While we can see how plain wire was made, we’ve not been able to discover how beaded wire was produced. Every attempt results in beads with a groove around their middle – they didn’t have this problem in the past, what did they know that we don’t? The tiny gold beads used for granulation were less of a problem. Small pieces of cut gold wire were heated on a flat surface and naturally formed balls. Strips of gold leaf were wrapped around silk to form gold thread, traces of which have been found in graves.

Once they had got their wire (beaded or unbeaded) it had to be attached to the surface of the gold. This was done by a process known as eutectic soldering. The gold wire or granules were stuck to the surface using an adhesive made up of resin mixed with a copper salt and possibly a flux. When everything is stuck in place the object is heated in a furnace. With rising temperature the organic component of the adhesive carbonises to form carbon monoxide which reduces the copper salt to copper.  This is absorbed by the gold or silver to form an alloy with a lower melting point than the components (a eutectic) and this new molten alloy is carried into the joint by capillary action, pulling the components together to form a strong, tight joint. While the process is apparently simple, it was not easy to carry out as the melting point of the eutectic was not much less than that of the work piece!

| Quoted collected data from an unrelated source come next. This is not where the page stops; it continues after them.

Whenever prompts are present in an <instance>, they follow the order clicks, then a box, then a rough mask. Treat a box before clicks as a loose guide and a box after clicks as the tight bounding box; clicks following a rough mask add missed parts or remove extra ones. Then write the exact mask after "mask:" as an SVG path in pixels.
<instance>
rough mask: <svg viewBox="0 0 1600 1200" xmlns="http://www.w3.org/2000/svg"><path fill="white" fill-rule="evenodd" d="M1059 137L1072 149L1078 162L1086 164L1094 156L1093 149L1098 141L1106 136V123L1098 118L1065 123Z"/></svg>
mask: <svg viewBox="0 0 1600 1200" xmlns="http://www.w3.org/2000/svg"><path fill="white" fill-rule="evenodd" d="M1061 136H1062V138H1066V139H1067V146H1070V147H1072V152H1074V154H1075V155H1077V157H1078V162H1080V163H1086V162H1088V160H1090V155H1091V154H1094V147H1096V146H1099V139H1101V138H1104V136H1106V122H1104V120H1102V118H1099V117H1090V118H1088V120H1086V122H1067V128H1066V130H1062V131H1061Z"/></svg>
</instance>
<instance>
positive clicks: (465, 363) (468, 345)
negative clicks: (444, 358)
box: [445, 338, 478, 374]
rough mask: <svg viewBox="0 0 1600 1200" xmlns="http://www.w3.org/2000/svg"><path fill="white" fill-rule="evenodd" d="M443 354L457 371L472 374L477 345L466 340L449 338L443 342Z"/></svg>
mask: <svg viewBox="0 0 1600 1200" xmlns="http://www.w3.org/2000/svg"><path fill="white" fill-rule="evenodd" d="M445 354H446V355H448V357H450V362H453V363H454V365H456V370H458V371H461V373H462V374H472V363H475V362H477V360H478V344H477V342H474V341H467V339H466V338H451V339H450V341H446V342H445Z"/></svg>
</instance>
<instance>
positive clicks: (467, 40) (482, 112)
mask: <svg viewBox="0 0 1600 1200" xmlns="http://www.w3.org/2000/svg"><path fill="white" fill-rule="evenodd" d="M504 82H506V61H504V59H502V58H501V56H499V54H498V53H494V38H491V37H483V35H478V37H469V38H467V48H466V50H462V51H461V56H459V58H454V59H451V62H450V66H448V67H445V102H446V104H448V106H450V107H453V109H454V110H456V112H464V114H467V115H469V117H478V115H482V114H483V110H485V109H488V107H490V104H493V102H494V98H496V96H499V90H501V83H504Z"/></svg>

Analysis of Anglo-Saxon gold shows that they were using surface enrichment to make alloys look like pure gold. This was done by leaching out the silver from the surface of the gold. We don’t know how they managed to do this but they may have surrounded the object with salt and heated it. The ingenuity of people in the past never fails to impress me. The question “how did they do that?” constantly springs to mind. The trick that really amazes me is the separation of gold from silver. Imagine you have an alloy of gold and silver and want to separate them – how would you even start? The process is actually simple: the alloy was beaten into thin sheets which were laid in a pottery container interleaved with common salt and finely crushed tile. This was then sealed and heated in a furnace to a temperature below the melting point of the alloy and held at that temperature “a day and a night”. The salt reacts with the silver in the alloy to form silver chloride which is absorbed by the tile fragments and the clay vessel. The gold remains unchanged. Once the process is complete, the silver was extracted from the silver chloride. Easy – but how did anyone ever discover this trick?